Ce qu’il faut retenir
Le musée régional de Thiès présente jusqu’à la fin de l’année huit pièces capturées pendant la conquête coloniale, prêtées par le musée de Dunkerque. Le projet « Samba Sadio 1875 » associe trois institutions sénégalaises et françaises ainsi que l’association Alter Natives. La restitution définitive dépendra d’une requête officielle de Dakar et d’un vote en France.
- Ce qu’il faut retenir
- Un prêt rarissime salué à Thiès
- Réunir trois musées autour de Samba Sadio
- Lorsque la mémoire familiale rencontre l’histoire
- Les obstacles techniques d’une exposition en région
- Restitution : un horizon encore politique
- Un modèle de coopération culturelle
- Chronologie d’un retour symbolique
- Prochaine étape : Saint-Louis puis Dunkerque
Un prêt rarissime salué à Thiès
Dans la salle fraîchement rénovée du musée de Thiès, la selle attribuée au chef religieux tijane Amadou Cheikhou Ba côtoie une tablette coranique et un talisman. Ces objets, conservés depuis un siècle et demi à Dunkerque, n’avaient jamais foulé le sol sénégalais depuis leur saisie lors de la bataille de 1875 (RFI).

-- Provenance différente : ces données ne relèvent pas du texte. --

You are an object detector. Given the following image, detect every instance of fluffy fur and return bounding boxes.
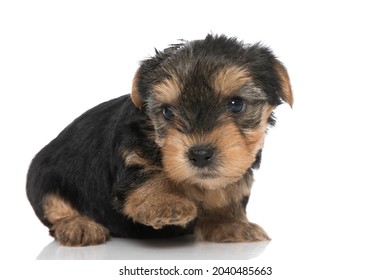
[27,35,293,246]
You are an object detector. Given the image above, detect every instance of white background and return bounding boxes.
[0,0,390,279]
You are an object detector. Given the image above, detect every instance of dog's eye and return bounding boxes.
[163,107,174,121]
[228,97,244,113]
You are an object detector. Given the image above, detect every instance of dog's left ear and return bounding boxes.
[273,60,294,108]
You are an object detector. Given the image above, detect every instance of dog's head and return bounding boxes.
[131,35,293,189]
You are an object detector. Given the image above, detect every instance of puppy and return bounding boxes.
[27,35,293,246]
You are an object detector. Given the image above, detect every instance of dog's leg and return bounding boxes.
[44,194,109,246]
[195,204,270,242]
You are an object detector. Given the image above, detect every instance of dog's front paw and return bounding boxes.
[123,195,197,229]
[51,216,109,246]
[195,220,271,242]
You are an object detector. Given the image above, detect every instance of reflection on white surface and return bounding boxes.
[37,236,269,260]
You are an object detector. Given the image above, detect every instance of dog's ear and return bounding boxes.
[131,69,145,110]
[273,60,294,108]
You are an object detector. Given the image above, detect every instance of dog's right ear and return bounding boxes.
[131,69,145,110]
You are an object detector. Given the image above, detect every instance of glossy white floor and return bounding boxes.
[37,236,268,260]
[0,0,390,280]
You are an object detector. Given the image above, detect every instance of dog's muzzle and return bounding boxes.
[188,145,215,168]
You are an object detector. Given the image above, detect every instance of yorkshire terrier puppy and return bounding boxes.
[27,35,293,246]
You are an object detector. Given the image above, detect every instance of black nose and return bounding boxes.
[188,146,214,167]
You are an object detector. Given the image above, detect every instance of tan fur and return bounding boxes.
[43,194,109,246]
[162,122,257,189]
[121,150,162,172]
[213,66,252,96]
[153,77,182,104]
[274,61,294,108]
[245,104,276,153]
[131,70,144,109]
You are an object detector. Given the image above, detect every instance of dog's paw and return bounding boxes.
[195,221,271,242]
[51,216,109,246]
[127,195,197,229]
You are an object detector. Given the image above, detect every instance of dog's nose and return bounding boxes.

Réunir trois musées autour de Samba Sadio
Initié en 2021, le programme « Samba Sadio 1875 » réunit les musées de Dunkerque, Thiès et Saint-Louis autour d’une convention quadripartite, une première pour ces institutions. Pendant quatre ans, conservateurs, historiens et jeunes bénévoles ont négocié les conditions de prêt, rédigé un récit commun et conçu une scénographie respectueuse des protocoles religieux liés aux artefacts.
Lorsque la mémoire familiale rencontre l’histoire
Parmi les premiers visiteurs figure l’historien retraité Sadick Sall, descendant d’Amadou Cheikhou Ba. En découvrant la selle, il confie ressentir « un vertige intime » à l’idée de tenir le regard de son aïeul disparu sans sépulture. Cette dimension intergénérationnelle nourrit un regain d’intérêt local pour la bataille, autrefois peu étudiée dans les programmes scolaires.
Les obstacles techniques d’une exposition en région
Pour accueillir les pièces, le musée de Thiès a dû se mettre aux normes internationales : installation de déshumidificateurs, contrôle climatique en continu, sécurisation des portes et escorte spécialisée durant le transport. « Ce travail ne se voit pas, mais il est colossal », souligne Emmanuelle Cadet, présidente d’Alter Natives, qui évoque également un financement participatif encore ouvert pour boucler le budget.
Restitution : un horizon encore politique
Le prêt n’équivaut pas à restitution. Conformément au droit public français, les biens restent propriété inaliénable du musée de Dunkerque. Pour un transfert définitif, l’État sénégalais doit formuler une requête officielle, à laquelle l’Assemblée nationale française devra répondre par une loi ad hoc, comme ce fut le cas pour le trésor royal d’Abomey en 2020.
Un modèle de coopération culturelle
Les artisans du projet insistent sur la dimension partenariale plutôt que conflictuelle. Selon Issa Dia, coordinateur sénégalais d’Alter Natives, « la justice passe aussi par la co-construction ». Le dispositif prévoit des ateliers pédagogiques où étudiants en patrimoine dialoguent avec restaurateurs français, posant les bases d’une filière locale de conservation préventive.
Chronologie d’un retour symbolique
La bataille de Samba Sadio, en 1875, oppose les troupes du Damel du Cayor Lat Dior, allié aux forces d’Amadou Cheikhou Ba, à l’armée coloniale. Les objets capturés rejoignent les collections municipales de Dunkerque à la fin du XIXᵉ siècle. En 2021 débute la négociation du prêt, conclu début 2023. L’exposition a été montée en quinze jours par une douzaine de jeunes volontaires.
Prochaine étape : Saint-Louis puis Dunkerque
Après Thiès, les huit artefacts gagneront le musée de Saint-Louis avant de regagner Dunkerque au printemps prochain. Les promoteurs espèrent qu’entre-temps, la dynamique politique autour des restitutions aura progressé. « La balle est dans le camp de nos diplomates », résume un responsable du ministère sénégalais de la Culture, optimiste quant à une demande formelle.